DIP/python/dip-clustering-service/README.md

205 lines
4.4 KiB
Markdown

# DIP Clustering Service
Remote Python clustering backend for the DIP Spring clustering module.
## Main execution mode
The preferred execution mode is now:
- Spring keeps run metadata, selection snapshot, and lifecycle.
- Spring sends only a compact request containing `runId`.
- Python loads the run metadata and selected embeddings directly from Postgres.
- Python returns compact assignments keyed by `embeddingId`.

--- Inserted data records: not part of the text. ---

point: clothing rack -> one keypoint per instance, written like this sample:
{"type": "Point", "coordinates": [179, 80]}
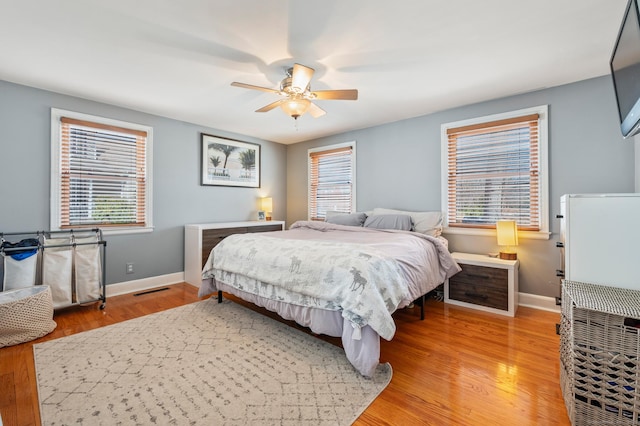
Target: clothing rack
{"type": "Point", "coordinates": [65, 261]}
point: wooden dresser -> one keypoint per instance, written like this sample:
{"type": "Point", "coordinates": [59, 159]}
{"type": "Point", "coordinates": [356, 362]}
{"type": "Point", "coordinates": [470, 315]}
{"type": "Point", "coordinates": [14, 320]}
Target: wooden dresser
{"type": "Point", "coordinates": [485, 283]}
{"type": "Point", "coordinates": [200, 239]}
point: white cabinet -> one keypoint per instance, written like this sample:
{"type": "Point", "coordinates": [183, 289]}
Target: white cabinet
{"type": "Point", "coordinates": [199, 239]}
{"type": "Point", "coordinates": [600, 234]}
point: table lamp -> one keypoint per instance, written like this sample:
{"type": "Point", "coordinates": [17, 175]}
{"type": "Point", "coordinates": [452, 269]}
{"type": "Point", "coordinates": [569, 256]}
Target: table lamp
{"type": "Point", "coordinates": [507, 232]}
{"type": "Point", "coordinates": [267, 206]}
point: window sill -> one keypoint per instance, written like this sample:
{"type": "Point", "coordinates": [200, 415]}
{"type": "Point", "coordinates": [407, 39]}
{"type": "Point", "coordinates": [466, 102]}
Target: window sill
{"type": "Point", "coordinates": [126, 231]}
{"type": "Point", "coordinates": [532, 235]}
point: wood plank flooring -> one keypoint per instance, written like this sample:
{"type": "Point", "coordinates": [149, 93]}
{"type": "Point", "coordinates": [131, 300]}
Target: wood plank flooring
{"type": "Point", "coordinates": [457, 367]}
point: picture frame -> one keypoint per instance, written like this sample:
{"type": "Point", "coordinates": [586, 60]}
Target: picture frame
{"type": "Point", "coordinates": [229, 162]}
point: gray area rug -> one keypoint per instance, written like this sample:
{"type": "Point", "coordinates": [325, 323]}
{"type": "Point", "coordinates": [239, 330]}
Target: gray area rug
{"type": "Point", "coordinates": [204, 363]}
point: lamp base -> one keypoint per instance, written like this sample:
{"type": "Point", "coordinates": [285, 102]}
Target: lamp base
{"type": "Point", "coordinates": [508, 256]}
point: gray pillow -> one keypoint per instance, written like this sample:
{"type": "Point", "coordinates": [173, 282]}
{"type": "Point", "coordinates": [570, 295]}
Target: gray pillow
{"type": "Point", "coordinates": [349, 219]}
{"type": "Point", "coordinates": [389, 221]}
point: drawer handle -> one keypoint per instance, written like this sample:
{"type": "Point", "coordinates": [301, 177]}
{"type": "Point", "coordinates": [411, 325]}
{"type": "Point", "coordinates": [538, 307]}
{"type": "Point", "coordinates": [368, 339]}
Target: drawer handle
{"type": "Point", "coordinates": [476, 295]}
{"type": "Point", "coordinates": [481, 276]}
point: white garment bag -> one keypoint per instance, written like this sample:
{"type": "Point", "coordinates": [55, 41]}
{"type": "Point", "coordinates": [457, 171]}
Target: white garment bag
{"type": "Point", "coordinates": [57, 264]}
{"type": "Point", "coordinates": [87, 269]}
{"type": "Point", "coordinates": [19, 273]}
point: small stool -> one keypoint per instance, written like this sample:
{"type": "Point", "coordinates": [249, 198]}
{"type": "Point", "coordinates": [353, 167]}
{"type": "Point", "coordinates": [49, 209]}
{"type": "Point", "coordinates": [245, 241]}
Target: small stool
{"type": "Point", "coordinates": [25, 314]}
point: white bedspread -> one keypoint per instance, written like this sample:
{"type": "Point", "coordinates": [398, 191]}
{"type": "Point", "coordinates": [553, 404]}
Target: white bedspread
{"type": "Point", "coordinates": [364, 273]}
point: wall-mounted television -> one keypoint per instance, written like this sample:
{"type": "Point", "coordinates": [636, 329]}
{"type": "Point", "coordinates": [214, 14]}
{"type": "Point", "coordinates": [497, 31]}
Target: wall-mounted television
{"type": "Point", "coordinates": [625, 70]}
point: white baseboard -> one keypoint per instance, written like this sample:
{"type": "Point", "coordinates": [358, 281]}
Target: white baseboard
{"type": "Point", "coordinates": [524, 299]}
{"type": "Point", "coordinates": [144, 284]}
{"type": "Point", "coordinates": [538, 302]}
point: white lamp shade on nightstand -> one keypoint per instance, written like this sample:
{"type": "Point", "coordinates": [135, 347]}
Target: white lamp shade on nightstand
{"type": "Point", "coordinates": [267, 206]}
{"type": "Point", "coordinates": [507, 233]}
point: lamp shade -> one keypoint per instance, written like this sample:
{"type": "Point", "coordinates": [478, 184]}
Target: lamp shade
{"type": "Point", "coordinates": [507, 231]}
{"type": "Point", "coordinates": [267, 204]}
{"type": "Point", "coordinates": [295, 107]}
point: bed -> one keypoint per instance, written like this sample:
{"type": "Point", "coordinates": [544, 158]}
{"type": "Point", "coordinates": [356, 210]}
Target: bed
{"type": "Point", "coordinates": [339, 280]}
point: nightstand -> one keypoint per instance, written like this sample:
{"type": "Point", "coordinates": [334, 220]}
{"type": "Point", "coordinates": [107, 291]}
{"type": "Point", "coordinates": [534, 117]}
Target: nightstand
{"type": "Point", "coordinates": [486, 283]}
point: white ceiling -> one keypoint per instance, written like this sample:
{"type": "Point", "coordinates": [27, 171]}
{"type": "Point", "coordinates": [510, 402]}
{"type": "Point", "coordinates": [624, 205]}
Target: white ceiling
{"type": "Point", "coordinates": [406, 58]}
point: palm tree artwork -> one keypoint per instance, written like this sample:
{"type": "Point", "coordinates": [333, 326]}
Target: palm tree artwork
{"type": "Point", "coordinates": [225, 149]}
{"type": "Point", "coordinates": [248, 161]}
{"type": "Point", "coordinates": [215, 162]}
{"type": "Point", "coordinates": [228, 162]}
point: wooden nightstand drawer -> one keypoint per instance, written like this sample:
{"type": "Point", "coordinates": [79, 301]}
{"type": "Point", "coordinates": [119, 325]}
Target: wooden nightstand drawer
{"type": "Point", "coordinates": [481, 286]}
{"type": "Point", "coordinates": [484, 283]}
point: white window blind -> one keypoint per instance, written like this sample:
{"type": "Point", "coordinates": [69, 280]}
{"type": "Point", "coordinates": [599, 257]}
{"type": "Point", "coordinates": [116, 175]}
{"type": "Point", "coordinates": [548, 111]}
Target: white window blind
{"type": "Point", "coordinates": [494, 173]}
{"type": "Point", "coordinates": [103, 175]}
{"type": "Point", "coordinates": [331, 181]}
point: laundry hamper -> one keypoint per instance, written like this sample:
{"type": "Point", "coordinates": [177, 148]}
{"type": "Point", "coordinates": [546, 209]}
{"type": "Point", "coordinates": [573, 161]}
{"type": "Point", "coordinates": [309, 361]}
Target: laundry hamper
{"type": "Point", "coordinates": [25, 314]}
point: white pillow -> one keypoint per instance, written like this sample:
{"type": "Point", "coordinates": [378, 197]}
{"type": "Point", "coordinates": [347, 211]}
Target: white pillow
{"type": "Point", "coordinates": [428, 223]}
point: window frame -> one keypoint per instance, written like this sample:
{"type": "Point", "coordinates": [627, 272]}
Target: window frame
{"type": "Point", "coordinates": [56, 169]}
{"type": "Point", "coordinates": [352, 145]}
{"type": "Point", "coordinates": [543, 178]}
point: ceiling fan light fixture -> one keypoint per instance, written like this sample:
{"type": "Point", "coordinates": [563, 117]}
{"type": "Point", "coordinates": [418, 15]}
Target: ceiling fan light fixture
{"type": "Point", "coordinates": [295, 107]}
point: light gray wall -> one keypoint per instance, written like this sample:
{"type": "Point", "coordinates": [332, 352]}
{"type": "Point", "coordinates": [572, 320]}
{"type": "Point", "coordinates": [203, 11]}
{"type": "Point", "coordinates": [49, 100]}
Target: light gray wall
{"type": "Point", "coordinates": [398, 166]}
{"type": "Point", "coordinates": [178, 197]}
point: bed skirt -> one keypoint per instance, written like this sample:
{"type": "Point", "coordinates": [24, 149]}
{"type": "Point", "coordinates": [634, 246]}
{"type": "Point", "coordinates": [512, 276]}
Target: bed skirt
{"type": "Point", "coordinates": [363, 350]}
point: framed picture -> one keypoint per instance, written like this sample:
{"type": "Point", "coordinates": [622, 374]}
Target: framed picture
{"type": "Point", "coordinates": [228, 162]}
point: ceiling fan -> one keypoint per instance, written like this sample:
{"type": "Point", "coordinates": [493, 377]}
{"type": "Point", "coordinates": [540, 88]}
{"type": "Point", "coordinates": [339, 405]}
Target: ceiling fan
{"type": "Point", "coordinates": [297, 94]}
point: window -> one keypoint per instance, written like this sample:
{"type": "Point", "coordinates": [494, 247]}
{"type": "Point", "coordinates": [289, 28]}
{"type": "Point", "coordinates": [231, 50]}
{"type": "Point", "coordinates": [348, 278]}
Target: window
{"type": "Point", "coordinates": [332, 171]}
{"type": "Point", "coordinates": [495, 168]}
{"type": "Point", "coordinates": [100, 173]}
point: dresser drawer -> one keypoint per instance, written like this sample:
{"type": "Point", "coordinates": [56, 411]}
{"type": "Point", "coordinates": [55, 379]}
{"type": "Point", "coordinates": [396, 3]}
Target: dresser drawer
{"type": "Point", "coordinates": [481, 285]}
{"type": "Point", "coordinates": [485, 283]}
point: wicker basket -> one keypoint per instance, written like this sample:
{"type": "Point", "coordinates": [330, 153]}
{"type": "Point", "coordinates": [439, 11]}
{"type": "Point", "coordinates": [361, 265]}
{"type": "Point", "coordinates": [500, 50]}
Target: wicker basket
{"type": "Point", "coordinates": [25, 314]}
{"type": "Point", "coordinates": [599, 348]}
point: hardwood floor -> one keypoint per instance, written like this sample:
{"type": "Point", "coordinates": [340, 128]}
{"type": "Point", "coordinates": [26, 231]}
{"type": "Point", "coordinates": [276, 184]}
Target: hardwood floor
{"type": "Point", "coordinates": [457, 367]}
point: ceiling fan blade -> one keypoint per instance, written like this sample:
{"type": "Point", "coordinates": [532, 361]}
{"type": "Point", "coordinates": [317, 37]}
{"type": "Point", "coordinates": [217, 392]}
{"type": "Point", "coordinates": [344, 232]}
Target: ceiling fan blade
{"type": "Point", "coordinates": [271, 106]}
{"type": "Point", "coordinates": [316, 111]}
{"type": "Point", "coordinates": [346, 95]}
{"type": "Point", "coordinates": [301, 76]}
{"type": "Point", "coordinates": [251, 86]}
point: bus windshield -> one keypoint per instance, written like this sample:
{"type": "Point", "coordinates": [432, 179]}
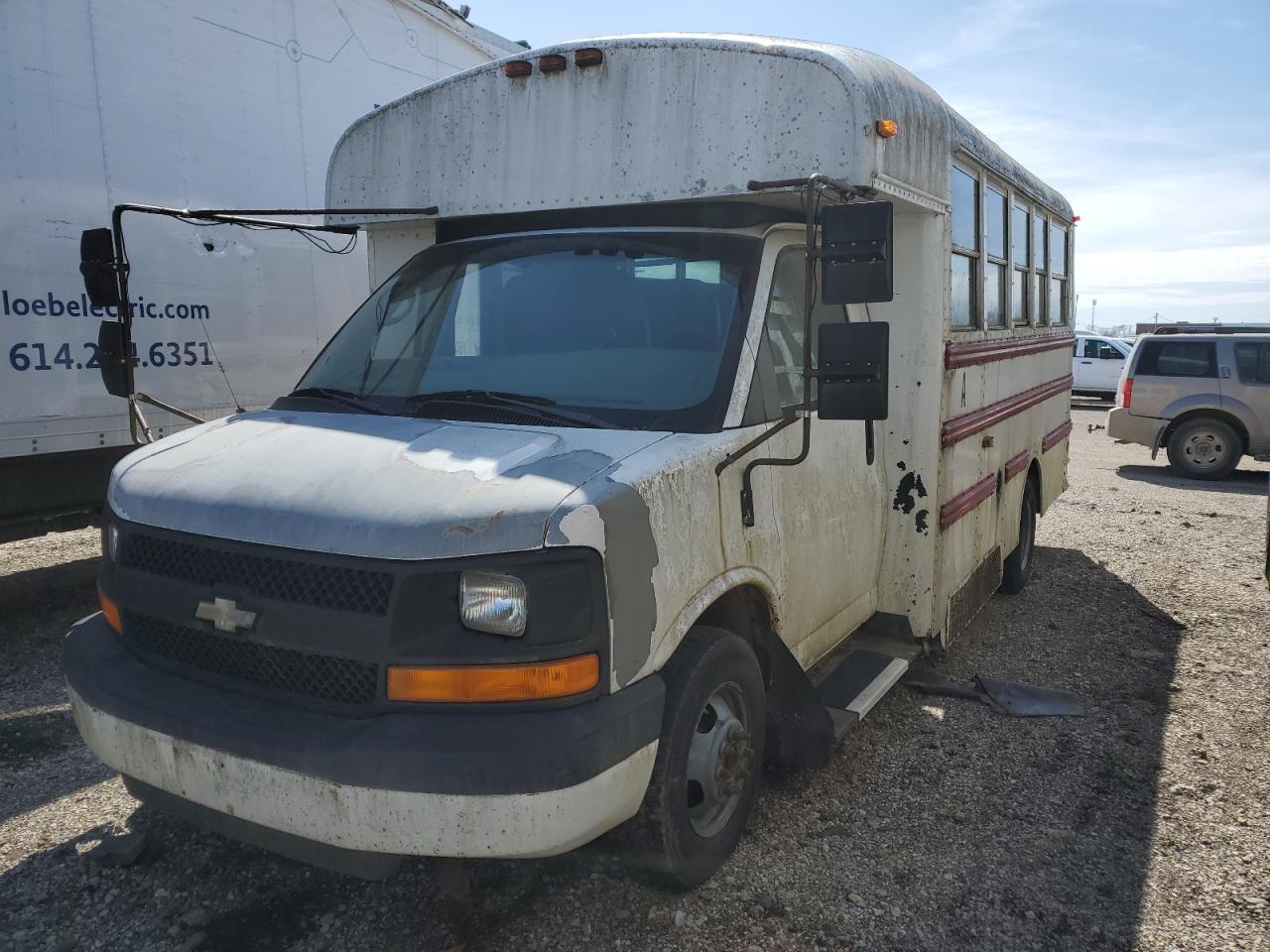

This avoids sending the full embedding matrix through HTTP.
## Implemented algorithms
- `KMEANS`
- `MINI_BATCH_KMEANS`
- `DBSCAN`
- `HDBSCAN`
- `AGGLOMERATIVE`
## Implemented reductions
- `NONE`
- `PCA`
- `UMAP`
## API
### `GET /health`
Returns service status and supported algorithms/reduction methods.
### `POST /cluster-run`
Preferred endpoint. Accepts only the cluster run id.
Example request body:
```json
{
"runId": "6c3bc3a3-24b0-47a5-9e35-92dd4b7275f8"
}
```
This service supports two remote execution modes at the same time:
- `POST /cluster`
- Spring uploads embeddings in the request body.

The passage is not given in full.